SENTENCIA CONSTITUCIONAL 0540/2005-R
Fecha: 18-May-2005
I.1.1. Hechos que motivan el recurso
El recurrente en el escrito presentado el 13 de octubre de 2004 (fs. 19 a 22 vta.), manifiesta que su mandante “era es” Secretaria del Juzgado Segundo de Instrucción en lo Penal de El Alto, trabaja desde el 7 de junio de 2001 a la fecha; y en el cual se ventila el proceso penal seguido a Fidel Casas y otros, por el delito de asociación delictuosa y confabulación, en el que se dispusieron medidas sustitutivas a la detención preventiva, ordenándose a su representada la verificación domiciliaria de los imputados y garantes, lo que debía cumplirse hasta el 30 de agosto de 2003, día en el que los interesados se apersonaron a horas 10:00, cuando la indicada no se encontraba, por haber asistido a la visita de cárceles, debido a lo cual los imputados y sus abogados se quejaron ante el Jefe de Personal, con quien siempre tuvo rencores, donde se redactó una queja presentada al Consejo de la Judicatura, y que cuando retornó al Juzgado a las 11:20 encontró a los imputados y sus garantes esperando, por lo que luego de marcar su tarjeta, se dirigieron a verificar seis domicilios, para lo cual se contrató un taxi, verificando primero uno ubicado en la zona de Río Seco, luego otro en Senkata y cuando se aprestaban a verificar el último, el conductor ya no quiso bajar a la ciudad, por lo que tuvo que realizar la diligencia por su cuenta.
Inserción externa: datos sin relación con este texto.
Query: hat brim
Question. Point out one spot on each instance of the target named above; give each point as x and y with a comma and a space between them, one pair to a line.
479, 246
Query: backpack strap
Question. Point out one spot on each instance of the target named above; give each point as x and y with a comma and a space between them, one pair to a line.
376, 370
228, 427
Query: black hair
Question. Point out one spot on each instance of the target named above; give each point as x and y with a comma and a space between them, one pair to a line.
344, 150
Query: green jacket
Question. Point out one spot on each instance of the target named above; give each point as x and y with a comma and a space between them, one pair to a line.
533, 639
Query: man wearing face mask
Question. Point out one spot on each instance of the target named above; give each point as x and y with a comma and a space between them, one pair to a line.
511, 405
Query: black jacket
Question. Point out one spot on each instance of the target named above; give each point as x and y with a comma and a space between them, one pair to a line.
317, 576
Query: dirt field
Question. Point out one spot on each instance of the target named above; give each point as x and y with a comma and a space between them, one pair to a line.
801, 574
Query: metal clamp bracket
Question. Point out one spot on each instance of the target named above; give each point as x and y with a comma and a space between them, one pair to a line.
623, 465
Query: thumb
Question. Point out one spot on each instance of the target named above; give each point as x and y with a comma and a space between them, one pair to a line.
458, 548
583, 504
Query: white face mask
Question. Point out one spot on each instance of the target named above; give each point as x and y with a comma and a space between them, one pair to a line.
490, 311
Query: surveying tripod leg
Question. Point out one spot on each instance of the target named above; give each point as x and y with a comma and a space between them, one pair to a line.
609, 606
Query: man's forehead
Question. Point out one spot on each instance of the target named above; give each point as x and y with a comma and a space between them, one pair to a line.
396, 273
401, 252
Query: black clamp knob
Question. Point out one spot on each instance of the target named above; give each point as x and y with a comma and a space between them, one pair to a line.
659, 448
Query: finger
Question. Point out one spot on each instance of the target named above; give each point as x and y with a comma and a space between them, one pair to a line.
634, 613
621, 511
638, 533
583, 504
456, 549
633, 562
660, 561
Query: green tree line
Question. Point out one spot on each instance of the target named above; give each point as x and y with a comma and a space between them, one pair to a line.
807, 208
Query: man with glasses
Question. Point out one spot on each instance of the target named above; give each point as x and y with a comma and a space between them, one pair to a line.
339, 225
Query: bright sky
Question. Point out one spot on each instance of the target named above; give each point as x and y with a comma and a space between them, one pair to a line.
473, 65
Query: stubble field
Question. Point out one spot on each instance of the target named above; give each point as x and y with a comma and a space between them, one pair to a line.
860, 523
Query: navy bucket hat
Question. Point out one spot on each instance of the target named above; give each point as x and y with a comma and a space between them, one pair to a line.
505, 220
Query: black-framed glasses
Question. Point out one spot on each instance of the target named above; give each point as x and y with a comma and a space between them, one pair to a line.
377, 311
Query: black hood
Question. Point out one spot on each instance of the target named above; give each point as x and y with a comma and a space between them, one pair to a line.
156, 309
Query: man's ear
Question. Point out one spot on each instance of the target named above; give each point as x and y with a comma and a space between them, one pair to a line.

Indica que el lunes siguiente a horas 11:00 se apersonó el imputado Fidel Casas, quien le pidió firmara un recibo por Bs120.- redactado por el mismo en su cuaderno, el cual requería para justificar ante su Sindicato los gastos realizados el sábado anterior para la contratación de movilidad para la verificación de domicilios, lo que en principio rechazó porque señalaba: “por inspección domiciliaria de los imputados y garantes”, contenía borrones y otros defectos, procediéndose luego a corregir a Bs100.-, insistiéndole en que firme, pero por otro concepto, colocándose: “fotocopias legalizadas”, a lo que accedió por compasión, creyendo que era verdad, sin que en ningún momento haya recibido ese dinero, lo que fue realizado en presencia de testigos que escucharon la petición del imputado; empero, a raíz de ello se interpuso una denuncia falsa en su contra, que desvirtuó plenamente, siguiéndole un proceso que no se sujetó a normas del “Código Procesal”, dictándose la Resolución 146/2004 declarando probada la denuncia en base a una simple fotocopia, producto de la cual fue destituida de sus funciones de Secretaria del Juzgado Segundo en lo Penal de El Alto, siendo confirmada en apelación por Resolución 27/2004 del Consejo de la Judicatura, disponiendo que la ejecución de la sanción sea diferida según lo establecido por la Ley 975 de 2 de mayo de 1988 “sin precisar a que disposición legal se refiere”, vulnerando así sus derechos de madre embarazada como del concebido, que están protegidos por el Estado Boliviano.